Hili: What are you looking at so intently?
Cyrus: I’m observing what evolution did to a snail.

P1020917 In Polish:

Hili: Czemu się tak przyglądasz?
Cyrus: Patrzę co ewolucja zrobiła ślimakowi.

18 thoughts on “Saturday: Hili dialogue

    1. I’m sorry if I make you a bit disappointed: “ślimakowi” is the dative case. “Snail” (in the nominative) is “ślimak”.

  1. Joan and I will be out there in the rain all morning and part of the afternoon, as our son is graduating from the College. Four other relatives will join us for the afternoon part where he actually walks across the stage. We’ve got our umbrellas and raincoats — let’s hope lightning doesn’t strike. Will let you know how it goes.

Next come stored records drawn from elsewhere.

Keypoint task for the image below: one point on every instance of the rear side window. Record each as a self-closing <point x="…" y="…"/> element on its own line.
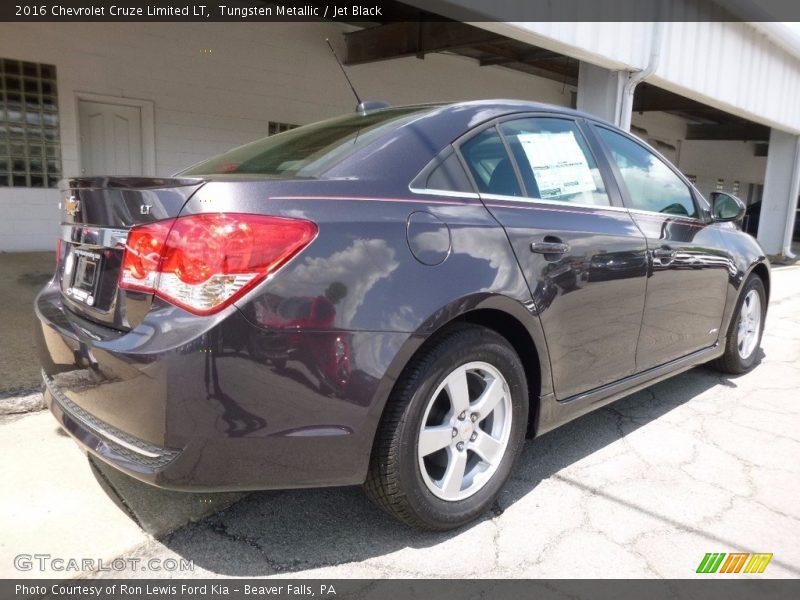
<point x="651" y="184"/>
<point x="554" y="160"/>
<point x="308" y="151"/>
<point x="490" y="165"/>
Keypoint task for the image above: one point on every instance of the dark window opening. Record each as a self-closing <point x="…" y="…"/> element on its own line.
<point x="30" y="154"/>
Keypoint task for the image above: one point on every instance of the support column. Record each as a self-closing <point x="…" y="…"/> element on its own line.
<point x="600" y="91"/>
<point x="781" y="188"/>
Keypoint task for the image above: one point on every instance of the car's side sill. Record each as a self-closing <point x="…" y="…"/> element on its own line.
<point x="555" y="413"/>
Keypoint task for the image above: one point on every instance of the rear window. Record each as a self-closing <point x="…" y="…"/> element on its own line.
<point x="307" y="151"/>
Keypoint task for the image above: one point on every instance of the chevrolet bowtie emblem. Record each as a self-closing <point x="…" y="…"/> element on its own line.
<point x="72" y="206"/>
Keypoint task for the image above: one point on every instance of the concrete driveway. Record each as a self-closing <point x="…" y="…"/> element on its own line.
<point x="642" y="488"/>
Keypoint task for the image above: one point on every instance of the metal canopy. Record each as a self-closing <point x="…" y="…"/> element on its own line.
<point x="418" y="37"/>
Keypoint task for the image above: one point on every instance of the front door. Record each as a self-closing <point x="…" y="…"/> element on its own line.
<point x="584" y="258"/>
<point x="110" y="139"/>
<point x="688" y="272"/>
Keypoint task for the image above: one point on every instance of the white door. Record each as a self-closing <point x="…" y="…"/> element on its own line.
<point x="110" y="138"/>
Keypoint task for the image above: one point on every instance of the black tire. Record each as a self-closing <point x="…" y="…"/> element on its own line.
<point x="731" y="361"/>
<point x="394" y="481"/>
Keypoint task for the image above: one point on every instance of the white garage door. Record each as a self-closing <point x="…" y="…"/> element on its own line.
<point x="110" y="138"/>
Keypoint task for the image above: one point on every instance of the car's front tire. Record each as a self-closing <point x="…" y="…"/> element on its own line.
<point x="746" y="328"/>
<point x="452" y="430"/>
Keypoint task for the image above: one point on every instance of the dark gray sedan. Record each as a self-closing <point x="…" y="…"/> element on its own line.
<point x="394" y="298"/>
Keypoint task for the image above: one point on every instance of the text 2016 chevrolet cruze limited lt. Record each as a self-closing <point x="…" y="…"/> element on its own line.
<point x="395" y="297"/>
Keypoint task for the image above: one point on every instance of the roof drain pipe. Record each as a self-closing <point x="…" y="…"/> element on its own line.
<point x="635" y="78"/>
<point x="794" y="185"/>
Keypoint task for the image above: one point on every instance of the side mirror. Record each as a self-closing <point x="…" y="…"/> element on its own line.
<point x="725" y="207"/>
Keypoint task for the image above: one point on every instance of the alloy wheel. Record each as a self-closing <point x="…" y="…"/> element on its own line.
<point x="465" y="431"/>
<point x="749" y="324"/>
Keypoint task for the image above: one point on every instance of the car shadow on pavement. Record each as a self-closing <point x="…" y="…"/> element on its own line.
<point x="268" y="533"/>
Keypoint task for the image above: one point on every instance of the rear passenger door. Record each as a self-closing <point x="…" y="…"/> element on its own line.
<point x="582" y="255"/>
<point x="688" y="274"/>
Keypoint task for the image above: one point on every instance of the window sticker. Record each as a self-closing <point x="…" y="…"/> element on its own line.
<point x="558" y="162"/>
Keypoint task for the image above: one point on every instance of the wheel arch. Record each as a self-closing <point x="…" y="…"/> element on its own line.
<point x="762" y="271"/>
<point x="511" y="319"/>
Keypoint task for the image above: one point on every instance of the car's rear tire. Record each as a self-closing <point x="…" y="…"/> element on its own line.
<point x="462" y="403"/>
<point x="745" y="330"/>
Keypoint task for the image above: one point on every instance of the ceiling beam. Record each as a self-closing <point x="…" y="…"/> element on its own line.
<point x="408" y="38"/>
<point x="748" y="132"/>
<point x="651" y="98"/>
<point x="529" y="57"/>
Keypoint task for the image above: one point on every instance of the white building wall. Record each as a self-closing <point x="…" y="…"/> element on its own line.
<point x="706" y="160"/>
<point x="215" y="86"/>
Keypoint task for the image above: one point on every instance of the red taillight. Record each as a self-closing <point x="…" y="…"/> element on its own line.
<point x="205" y="262"/>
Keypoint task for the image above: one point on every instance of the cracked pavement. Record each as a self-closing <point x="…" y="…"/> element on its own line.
<point x="642" y="488"/>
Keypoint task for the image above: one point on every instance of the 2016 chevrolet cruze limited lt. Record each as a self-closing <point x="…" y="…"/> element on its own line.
<point x="396" y="297"/>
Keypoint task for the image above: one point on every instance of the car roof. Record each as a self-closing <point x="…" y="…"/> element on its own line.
<point x="493" y="108"/>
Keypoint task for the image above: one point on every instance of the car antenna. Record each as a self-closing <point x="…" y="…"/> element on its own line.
<point x="361" y="107"/>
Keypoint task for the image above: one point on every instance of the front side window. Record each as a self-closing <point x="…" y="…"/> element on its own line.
<point x="651" y="184"/>
<point x="554" y="161"/>
<point x="490" y="165"/>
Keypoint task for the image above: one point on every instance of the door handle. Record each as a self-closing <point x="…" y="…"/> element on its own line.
<point x="663" y="252"/>
<point x="549" y="247"/>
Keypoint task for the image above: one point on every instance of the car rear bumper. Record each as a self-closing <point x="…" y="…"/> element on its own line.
<point x="223" y="408"/>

      1. In the end, no rain or thunderstorms, just a little too sunny, a little too much heat and humidity. All of which is normal.

        One strange detail was that for the students who received a Masters of Divinity from the Divinity School, President Zimmer proudly declared that they were therefore entitled to exercise their ministry. In other words, to go out and be Protestant ministers, having been anointed by the President of the University, who is Jewish.

  2. Does the U of Chicago play a piece of music by a local man to me? Pomp and Circumstance march #1 by Elgar …..

          1. apropos of absolutely nothing other than mention of the Cossacks, heard a great quote on the CBC Sunday Edition during an interview with Pinkus Zuckerman (sp?) where the host asked why all the violin players were Jewish, and he replied to the effect that “when the Cossacks are coming, it’s easier to run with than a piano.”